Otherwise, Wack held on to his Wilhardt Tract property and likely did well leasing out his lots for additional passive income (he had St. Louis holdings, as well.) In spring 1913, he advertised for the sale of a section along North Main of nearly 400 feet frontage and 165 feet deep and another lot behind that of about the same size, with this comprising close to a city block. He noted that this was an industrial district with good rail access and “a most desirable site for warehouses, manufacturing sites, market[s], hall[s], store buildings” and other uses.
Wack informed prospective buyers that “I must have money, [and] therefore concluded to offer the entire tract, or part of it, for cash and time to suit,” the latter meaning terms which were laid out in some detail, though he was willing to take offers on leases from 10 to 99 years.
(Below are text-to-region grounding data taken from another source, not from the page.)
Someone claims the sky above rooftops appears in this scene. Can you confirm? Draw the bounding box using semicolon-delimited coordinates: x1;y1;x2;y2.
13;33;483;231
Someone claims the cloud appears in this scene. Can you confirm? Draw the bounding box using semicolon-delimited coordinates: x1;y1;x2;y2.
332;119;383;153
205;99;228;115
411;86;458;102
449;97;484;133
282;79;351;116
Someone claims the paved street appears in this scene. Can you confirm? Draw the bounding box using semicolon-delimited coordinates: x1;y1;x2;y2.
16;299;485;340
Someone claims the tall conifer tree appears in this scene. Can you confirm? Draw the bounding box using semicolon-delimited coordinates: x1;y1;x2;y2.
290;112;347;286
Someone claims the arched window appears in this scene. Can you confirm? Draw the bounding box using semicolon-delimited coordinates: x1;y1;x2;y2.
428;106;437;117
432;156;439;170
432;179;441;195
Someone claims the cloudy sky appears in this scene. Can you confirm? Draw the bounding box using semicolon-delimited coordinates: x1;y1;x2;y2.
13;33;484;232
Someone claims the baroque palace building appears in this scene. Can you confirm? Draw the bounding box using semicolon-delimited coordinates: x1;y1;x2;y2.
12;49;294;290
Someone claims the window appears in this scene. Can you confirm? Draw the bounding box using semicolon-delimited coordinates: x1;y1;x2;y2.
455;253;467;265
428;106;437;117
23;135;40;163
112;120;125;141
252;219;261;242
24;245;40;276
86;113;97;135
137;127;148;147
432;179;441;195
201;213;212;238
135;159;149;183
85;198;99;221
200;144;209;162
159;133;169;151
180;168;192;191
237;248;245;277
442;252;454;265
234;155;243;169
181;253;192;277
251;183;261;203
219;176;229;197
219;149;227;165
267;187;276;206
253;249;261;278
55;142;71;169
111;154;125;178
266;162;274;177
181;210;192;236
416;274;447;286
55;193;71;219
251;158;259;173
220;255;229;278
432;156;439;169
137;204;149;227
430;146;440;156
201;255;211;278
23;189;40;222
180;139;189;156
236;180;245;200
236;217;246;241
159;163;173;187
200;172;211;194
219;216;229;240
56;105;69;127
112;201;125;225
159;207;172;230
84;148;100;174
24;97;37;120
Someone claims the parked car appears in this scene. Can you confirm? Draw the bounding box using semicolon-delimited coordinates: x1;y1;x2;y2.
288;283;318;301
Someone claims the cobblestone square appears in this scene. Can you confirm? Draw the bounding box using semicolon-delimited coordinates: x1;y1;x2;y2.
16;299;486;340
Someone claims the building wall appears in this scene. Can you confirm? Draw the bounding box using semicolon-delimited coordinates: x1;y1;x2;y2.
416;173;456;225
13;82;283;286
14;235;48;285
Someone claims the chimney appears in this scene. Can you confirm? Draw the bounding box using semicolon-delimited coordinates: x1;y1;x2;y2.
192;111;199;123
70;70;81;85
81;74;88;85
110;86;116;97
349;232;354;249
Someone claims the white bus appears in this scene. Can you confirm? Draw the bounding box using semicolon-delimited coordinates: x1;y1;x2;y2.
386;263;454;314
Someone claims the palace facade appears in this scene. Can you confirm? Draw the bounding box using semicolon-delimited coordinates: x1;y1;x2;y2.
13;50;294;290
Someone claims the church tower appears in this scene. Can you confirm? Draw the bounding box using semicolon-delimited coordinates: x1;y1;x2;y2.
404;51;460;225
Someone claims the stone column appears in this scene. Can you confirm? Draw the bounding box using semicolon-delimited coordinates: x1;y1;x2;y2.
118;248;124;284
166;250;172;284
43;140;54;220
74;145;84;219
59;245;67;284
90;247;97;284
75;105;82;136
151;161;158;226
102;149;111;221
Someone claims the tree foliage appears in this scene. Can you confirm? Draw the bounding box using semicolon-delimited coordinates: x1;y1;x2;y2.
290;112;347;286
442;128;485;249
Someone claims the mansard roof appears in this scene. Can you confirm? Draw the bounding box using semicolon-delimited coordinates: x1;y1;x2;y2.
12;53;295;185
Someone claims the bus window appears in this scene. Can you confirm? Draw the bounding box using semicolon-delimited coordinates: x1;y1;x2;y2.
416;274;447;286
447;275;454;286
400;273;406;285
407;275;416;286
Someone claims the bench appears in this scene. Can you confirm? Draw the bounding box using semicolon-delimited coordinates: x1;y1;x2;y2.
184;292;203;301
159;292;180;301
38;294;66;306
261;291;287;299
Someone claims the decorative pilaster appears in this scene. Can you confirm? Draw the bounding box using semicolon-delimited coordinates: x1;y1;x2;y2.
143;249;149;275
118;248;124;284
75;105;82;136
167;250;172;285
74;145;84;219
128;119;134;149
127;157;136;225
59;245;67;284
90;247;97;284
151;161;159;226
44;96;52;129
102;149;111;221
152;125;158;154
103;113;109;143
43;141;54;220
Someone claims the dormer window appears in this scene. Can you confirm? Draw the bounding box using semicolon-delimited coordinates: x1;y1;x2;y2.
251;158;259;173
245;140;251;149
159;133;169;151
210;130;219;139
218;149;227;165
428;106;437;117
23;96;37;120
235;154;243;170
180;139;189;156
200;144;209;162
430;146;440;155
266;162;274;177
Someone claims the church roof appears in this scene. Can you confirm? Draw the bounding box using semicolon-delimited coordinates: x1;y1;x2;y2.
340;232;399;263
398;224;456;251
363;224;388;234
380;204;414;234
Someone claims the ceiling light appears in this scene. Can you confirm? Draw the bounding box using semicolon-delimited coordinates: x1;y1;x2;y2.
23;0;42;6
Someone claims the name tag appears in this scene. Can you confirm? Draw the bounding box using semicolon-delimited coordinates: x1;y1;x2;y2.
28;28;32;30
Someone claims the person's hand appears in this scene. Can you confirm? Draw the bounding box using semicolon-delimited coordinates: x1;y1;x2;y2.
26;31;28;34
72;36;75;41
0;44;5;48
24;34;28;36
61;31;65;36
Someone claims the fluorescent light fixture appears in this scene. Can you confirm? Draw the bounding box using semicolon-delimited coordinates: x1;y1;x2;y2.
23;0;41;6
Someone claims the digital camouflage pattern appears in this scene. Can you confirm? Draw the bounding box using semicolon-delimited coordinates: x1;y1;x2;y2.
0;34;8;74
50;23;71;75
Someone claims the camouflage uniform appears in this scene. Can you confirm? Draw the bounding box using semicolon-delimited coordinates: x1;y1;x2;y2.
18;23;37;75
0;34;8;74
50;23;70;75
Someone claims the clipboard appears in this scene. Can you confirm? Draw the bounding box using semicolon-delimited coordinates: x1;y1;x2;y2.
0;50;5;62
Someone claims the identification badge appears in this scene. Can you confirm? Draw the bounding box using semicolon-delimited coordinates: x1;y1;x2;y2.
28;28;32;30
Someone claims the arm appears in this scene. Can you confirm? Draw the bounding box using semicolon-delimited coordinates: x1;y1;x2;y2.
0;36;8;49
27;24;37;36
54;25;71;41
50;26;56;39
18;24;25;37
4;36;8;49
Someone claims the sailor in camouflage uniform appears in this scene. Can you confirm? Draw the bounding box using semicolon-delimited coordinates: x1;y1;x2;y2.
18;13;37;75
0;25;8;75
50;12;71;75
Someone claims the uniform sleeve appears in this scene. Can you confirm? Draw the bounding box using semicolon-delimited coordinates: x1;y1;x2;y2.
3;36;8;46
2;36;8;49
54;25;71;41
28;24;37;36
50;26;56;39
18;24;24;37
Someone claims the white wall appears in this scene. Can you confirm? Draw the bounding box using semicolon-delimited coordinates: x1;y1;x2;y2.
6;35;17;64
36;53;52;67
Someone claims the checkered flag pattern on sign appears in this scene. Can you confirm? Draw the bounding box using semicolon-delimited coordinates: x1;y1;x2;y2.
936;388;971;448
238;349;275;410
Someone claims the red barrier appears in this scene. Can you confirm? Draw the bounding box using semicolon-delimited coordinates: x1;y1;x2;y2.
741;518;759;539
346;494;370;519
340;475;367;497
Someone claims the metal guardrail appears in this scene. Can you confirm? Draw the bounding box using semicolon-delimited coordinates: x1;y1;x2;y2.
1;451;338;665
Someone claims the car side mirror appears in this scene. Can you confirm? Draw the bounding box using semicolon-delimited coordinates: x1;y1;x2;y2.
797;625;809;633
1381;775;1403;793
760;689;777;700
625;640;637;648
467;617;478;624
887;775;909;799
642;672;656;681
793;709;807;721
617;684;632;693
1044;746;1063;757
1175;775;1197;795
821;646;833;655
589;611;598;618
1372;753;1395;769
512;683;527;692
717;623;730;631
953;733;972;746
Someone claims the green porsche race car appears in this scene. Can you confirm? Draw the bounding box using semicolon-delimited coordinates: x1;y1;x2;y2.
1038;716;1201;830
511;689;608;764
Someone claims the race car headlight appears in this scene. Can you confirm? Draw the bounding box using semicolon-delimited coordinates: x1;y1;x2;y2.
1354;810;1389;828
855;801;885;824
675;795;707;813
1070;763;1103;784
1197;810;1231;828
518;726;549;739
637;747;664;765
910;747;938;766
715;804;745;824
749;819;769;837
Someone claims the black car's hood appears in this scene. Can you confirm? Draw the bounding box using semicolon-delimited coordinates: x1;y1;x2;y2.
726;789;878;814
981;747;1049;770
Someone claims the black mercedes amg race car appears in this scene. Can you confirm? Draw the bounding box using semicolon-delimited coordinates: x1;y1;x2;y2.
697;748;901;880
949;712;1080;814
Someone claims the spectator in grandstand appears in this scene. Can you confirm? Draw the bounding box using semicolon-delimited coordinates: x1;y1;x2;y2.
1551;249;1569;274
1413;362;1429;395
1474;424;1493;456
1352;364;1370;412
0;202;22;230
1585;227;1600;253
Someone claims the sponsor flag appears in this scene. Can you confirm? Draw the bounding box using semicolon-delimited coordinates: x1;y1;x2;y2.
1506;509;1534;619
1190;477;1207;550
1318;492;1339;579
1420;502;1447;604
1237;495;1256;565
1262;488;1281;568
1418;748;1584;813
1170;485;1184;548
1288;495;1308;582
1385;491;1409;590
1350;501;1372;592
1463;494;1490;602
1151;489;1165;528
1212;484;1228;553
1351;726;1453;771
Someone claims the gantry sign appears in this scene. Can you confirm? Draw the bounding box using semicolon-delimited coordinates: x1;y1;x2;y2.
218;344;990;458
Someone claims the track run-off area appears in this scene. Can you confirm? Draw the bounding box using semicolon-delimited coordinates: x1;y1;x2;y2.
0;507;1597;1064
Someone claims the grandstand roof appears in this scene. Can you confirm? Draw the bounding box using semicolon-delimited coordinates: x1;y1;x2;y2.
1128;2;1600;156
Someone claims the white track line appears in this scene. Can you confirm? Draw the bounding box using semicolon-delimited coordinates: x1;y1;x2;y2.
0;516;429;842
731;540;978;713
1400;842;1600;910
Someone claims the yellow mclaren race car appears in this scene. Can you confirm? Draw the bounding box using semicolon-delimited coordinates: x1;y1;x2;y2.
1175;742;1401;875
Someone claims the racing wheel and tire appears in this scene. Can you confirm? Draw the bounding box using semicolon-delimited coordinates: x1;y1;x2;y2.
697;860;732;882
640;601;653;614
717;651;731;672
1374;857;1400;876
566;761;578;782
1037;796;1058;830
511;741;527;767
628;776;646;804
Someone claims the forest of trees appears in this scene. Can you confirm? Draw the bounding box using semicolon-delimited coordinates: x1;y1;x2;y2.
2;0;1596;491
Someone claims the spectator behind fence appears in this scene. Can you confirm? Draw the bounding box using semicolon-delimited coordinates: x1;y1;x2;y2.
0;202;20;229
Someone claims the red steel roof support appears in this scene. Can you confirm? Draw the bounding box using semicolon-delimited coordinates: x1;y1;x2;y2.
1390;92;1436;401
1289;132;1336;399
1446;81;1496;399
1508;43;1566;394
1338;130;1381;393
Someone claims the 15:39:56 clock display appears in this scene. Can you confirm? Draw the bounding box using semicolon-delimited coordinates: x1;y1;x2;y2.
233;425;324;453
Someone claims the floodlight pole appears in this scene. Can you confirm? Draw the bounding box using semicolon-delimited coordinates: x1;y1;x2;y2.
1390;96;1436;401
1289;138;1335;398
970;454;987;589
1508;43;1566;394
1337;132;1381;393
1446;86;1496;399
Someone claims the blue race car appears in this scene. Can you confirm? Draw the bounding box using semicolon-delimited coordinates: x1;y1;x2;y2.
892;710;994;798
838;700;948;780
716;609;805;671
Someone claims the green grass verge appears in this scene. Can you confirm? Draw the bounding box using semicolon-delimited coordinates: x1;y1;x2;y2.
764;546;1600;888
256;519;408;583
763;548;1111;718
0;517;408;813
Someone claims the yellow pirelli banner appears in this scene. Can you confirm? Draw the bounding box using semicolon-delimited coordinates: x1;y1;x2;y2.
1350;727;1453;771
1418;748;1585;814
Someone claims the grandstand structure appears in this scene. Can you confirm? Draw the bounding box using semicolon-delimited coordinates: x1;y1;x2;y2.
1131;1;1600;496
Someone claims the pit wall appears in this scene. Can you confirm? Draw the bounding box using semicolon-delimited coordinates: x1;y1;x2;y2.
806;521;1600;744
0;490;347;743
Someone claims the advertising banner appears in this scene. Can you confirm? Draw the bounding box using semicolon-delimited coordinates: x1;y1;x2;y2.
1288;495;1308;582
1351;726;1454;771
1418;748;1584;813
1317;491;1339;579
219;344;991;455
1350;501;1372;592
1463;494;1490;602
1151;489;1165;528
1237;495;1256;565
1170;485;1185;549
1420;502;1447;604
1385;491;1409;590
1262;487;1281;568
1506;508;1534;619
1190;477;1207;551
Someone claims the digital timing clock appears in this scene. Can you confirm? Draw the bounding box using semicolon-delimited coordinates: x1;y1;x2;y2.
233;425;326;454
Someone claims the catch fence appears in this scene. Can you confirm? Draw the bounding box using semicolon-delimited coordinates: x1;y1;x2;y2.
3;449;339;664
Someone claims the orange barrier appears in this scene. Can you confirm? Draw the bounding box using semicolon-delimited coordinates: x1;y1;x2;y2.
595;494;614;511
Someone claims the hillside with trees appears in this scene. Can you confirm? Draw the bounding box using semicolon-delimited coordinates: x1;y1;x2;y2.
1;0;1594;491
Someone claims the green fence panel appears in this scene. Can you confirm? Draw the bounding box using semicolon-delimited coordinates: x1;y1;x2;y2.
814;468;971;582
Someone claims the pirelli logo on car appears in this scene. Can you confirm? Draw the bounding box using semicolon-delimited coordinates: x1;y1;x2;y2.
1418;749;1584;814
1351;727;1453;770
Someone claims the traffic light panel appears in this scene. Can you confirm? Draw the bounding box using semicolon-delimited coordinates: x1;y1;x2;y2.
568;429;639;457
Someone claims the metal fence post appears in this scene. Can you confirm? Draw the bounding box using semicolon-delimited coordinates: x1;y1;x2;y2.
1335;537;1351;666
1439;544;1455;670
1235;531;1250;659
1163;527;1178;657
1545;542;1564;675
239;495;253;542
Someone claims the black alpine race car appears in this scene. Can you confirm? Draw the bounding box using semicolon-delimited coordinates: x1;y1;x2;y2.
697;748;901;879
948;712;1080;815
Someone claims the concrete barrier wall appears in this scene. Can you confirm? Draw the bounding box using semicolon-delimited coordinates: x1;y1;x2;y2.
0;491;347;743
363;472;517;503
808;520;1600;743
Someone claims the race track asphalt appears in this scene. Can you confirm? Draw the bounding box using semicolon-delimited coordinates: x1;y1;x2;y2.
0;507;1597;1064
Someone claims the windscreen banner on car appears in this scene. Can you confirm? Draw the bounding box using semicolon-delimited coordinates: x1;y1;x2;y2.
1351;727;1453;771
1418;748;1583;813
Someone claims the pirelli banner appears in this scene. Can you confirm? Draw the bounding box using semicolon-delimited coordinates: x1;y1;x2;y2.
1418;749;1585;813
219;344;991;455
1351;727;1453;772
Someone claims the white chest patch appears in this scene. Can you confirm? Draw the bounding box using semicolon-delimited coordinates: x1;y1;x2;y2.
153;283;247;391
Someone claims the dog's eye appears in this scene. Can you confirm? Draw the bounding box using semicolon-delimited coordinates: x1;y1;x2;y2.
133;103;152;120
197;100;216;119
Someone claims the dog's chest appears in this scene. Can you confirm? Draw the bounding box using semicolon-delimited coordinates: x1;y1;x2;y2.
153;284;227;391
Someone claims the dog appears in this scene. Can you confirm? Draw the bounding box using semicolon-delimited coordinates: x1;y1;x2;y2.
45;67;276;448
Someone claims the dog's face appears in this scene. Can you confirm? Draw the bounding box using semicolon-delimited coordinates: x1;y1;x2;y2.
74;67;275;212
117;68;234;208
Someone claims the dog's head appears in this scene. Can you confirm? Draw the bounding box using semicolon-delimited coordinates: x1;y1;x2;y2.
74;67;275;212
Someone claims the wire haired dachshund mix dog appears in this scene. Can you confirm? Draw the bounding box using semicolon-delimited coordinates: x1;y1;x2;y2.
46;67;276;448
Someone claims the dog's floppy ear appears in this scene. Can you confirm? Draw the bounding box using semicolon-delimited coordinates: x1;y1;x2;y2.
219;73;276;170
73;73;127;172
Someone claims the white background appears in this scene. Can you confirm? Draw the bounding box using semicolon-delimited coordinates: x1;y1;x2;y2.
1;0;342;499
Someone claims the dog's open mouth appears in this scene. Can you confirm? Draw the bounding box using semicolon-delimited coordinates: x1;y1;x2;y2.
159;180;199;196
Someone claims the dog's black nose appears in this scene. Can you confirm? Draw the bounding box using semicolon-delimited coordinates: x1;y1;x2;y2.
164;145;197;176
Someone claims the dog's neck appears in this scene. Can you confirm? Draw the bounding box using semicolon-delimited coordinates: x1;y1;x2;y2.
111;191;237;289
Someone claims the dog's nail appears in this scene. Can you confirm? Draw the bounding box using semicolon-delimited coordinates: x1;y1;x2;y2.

He added, for context, that the growing trade with Asia, the impending opening of the Panama Canal and completion of the Los Angeles Aqueduct, improvements to Los Angeles Harbor, a proposed union terminal for all railroads nearby “and as a natural consequence a tremendous increase to be expected in the population of Los Angeles,” as making his property particularly well-placed and valuable.
The owner then concluded by imploring readers:
Take time by the forelock! Here is your chance! The lesson of the present-day building activity is eloquent with suggestions for the wise.
Undoubtedly, Wack, who was then living in the Rampart district of the city, was as activated by real estate speculation, having also owned a 170-acre ranch near Redding in northern California as well as his St. Louis holdings, as he had long been in his business as a wine merchant. Yet, at the end of 1923, he advertised again for sale of the Main Street frontage, suitable for manufacturing or mercantile uses after a 30-day notice to the tenants to vacate, of his Wilhardt Tract property, stating that “circumstances necessitate the immediate disposition” of it, through a cash sale, on terms, or that he would “eventually consider a long-term lease.”
Whether he was able to make a deal or not, he died several months later, in April 1924, just a few days after his 73rd birthday and was buried at Inglewood Park Cemetery. Paul Wack is not a well-known name in Los Angeles wine history, but he was one of many Germans who worked in the local industry in the late 19th century and this trade card represents his role in that rapidly changing world.